Слепая и безудержная ярость обратилась в благородную. Агрессивное желание чужой крови обратилось в желание защищаться, обдуманно нападая. Желание принять участь, какой бы она ни была, сменилось желанием победить во что бы то ни стало. Сдаваться нельзя, нужно встать намертво.
В тот миг конфликт кровей ненадолго прекратился. Анугирская кровь перестала науськивать меня на необдуманные действия, но дала силу, русанарская кровь прекратила молчать и даровала мне спокойствие, а человеческая – ясность ума и веру в собственные силы.
Из разума Анугиразуса тянулись тысячи «щупалец», устремлённые в сторону его детей. Я понял быстро – он отдавал им приказы и давал советы. Ещё больше тонких «щупалец» тянулись в сторону огромного города и вверх, в сторону Ахтургиры. Он продолжал управлять своими владениями и семьёй и во время боя.
Мы сражались долго, проливая литры своей и чужой крови, извергая пламя и ломая друг другу кости. Анугиразус делал ставку на стремительность и силу, я делал ставку на силу и стремительность. Звучит странно? А по-другому драконы сражаться и не умеют.
Каждый удар отдавался по огромной арене эхом. Мы уже давно сровняли деревушку с землёй своим дыханием и грузными телами, падающими на дома. Публика рукоплескала, когда один из нас наносил другому травму, например, ломал какую-то кость. У меня уже была сломана ключица, раздроблено левое запястье, в железной ноге теперь зияла дыра, пробитая лапой Анугиразуса, а часть рёбер уже давила своими разломанными кусками на мои лёгкие.
Анугиразус тоже сильно пострадал. Я ему сломал правую руку, раздробил левую ступню, изорвал шею и выдрал два правых глаза.
Анугирская кровь постепенно возвращала себе лидирующую позицию. Она толкала меня в драку, заставляла принимать необдуманные решения, принимать удар за ударом, убеждая меня, что так будет лучше.

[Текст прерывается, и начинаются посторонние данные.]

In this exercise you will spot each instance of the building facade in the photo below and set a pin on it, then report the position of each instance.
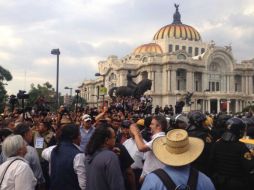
(178, 61)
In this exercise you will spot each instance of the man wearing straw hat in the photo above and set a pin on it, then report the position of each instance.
(158, 126)
(176, 150)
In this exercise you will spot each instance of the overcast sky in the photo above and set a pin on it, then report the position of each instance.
(87, 31)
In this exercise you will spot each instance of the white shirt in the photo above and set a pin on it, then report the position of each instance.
(18, 176)
(136, 155)
(78, 164)
(151, 162)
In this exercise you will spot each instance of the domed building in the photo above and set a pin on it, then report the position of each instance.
(178, 61)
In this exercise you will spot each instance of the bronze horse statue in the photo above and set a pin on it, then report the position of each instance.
(137, 92)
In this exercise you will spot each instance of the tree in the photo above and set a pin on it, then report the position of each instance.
(41, 97)
(4, 75)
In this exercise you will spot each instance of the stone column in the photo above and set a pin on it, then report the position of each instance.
(231, 83)
(203, 105)
(169, 81)
(209, 105)
(228, 105)
(218, 105)
(250, 85)
(154, 81)
(173, 80)
(152, 78)
(204, 81)
(236, 105)
(189, 81)
(228, 87)
(243, 84)
(224, 84)
(247, 85)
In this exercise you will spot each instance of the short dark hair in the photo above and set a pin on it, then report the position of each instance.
(162, 121)
(21, 129)
(98, 138)
(69, 132)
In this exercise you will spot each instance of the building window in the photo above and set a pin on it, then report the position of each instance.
(178, 84)
(217, 86)
(196, 86)
(213, 86)
(170, 48)
(196, 51)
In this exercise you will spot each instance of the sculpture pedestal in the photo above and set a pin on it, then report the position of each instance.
(186, 109)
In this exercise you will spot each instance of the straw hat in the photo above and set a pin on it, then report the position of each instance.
(177, 149)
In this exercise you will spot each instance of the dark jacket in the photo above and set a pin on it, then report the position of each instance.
(63, 175)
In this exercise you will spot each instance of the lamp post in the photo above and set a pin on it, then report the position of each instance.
(77, 92)
(57, 53)
(103, 85)
(68, 88)
(97, 98)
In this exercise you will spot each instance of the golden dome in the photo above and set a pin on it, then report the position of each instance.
(148, 48)
(177, 30)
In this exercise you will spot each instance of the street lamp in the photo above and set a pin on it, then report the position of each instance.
(77, 92)
(101, 75)
(68, 88)
(103, 85)
(97, 98)
(57, 53)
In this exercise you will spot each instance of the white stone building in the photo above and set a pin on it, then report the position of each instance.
(178, 61)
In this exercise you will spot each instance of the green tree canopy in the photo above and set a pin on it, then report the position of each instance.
(41, 94)
(4, 75)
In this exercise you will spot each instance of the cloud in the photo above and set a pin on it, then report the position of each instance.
(87, 32)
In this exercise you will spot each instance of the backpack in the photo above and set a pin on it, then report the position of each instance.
(170, 185)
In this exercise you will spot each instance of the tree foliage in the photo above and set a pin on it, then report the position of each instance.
(41, 94)
(4, 75)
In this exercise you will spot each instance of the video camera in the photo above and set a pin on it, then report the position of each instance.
(22, 95)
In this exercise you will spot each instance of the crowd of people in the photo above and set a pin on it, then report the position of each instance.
(124, 146)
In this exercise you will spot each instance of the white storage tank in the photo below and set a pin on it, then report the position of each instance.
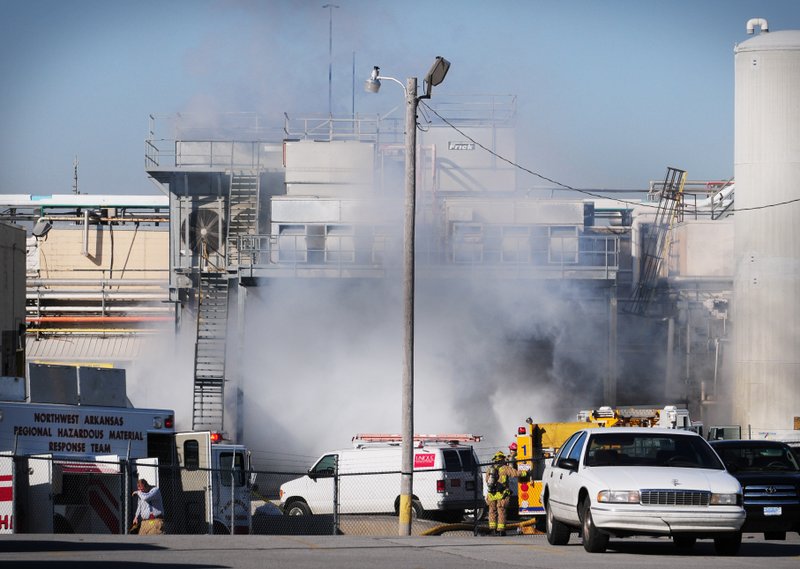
(766, 310)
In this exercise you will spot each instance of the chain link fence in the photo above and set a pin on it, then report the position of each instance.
(46, 495)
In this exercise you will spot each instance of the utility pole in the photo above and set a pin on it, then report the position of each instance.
(330, 56)
(75, 176)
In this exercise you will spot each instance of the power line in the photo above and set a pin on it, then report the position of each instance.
(519, 166)
(568, 187)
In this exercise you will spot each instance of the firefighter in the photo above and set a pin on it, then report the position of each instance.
(498, 496)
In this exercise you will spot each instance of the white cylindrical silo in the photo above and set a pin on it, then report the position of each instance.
(766, 306)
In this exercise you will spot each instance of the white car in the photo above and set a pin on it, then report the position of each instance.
(624, 481)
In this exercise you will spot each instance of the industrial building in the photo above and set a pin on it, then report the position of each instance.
(689, 295)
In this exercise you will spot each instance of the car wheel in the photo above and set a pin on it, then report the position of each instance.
(594, 540)
(557, 533)
(297, 508)
(684, 542)
(728, 544)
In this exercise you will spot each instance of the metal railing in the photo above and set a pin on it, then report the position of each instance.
(379, 250)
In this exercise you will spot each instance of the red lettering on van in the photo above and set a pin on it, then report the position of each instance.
(424, 460)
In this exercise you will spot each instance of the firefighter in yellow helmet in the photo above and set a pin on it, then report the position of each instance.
(498, 495)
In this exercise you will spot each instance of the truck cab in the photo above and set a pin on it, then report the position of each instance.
(213, 477)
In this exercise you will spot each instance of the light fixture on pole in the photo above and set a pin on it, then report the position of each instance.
(372, 85)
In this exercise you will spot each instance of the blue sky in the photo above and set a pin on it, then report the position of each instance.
(609, 93)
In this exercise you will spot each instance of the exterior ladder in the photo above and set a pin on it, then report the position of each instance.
(242, 211)
(209, 353)
(655, 246)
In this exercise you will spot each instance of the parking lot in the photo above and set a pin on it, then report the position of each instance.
(356, 552)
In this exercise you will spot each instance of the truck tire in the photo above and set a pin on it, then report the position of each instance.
(297, 508)
(728, 544)
(557, 533)
(594, 540)
(684, 542)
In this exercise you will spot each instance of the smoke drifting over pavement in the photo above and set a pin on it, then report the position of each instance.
(321, 361)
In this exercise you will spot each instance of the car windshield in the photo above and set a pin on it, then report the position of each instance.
(744, 458)
(650, 449)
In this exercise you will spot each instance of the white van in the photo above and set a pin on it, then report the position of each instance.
(445, 481)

Несмотря на это, мы оба всё ещё сражались, пусть и с меньшим остервенением. Анугиразус, похоже, и правда уравнял наши шансы, он мог легко раздавить меня своей энергией, обратив против меня саму арену и раздавив мне сердце, но, похоже, всё же решил следовать плану Пенутрия. Драконы и правда невероятно выносливые существа. Было больно, но боль легко переводилась в творящую или кинетическую энергию, иногда мы, останавливая поодаль друг от друга, начинали борьбу разумов: «щупальца» сплетались и пытались передавить друг друга, обжечь сознание. Анугиразус пытался пугать меня галлюцинациями, но я оказался стоек к его трюкам.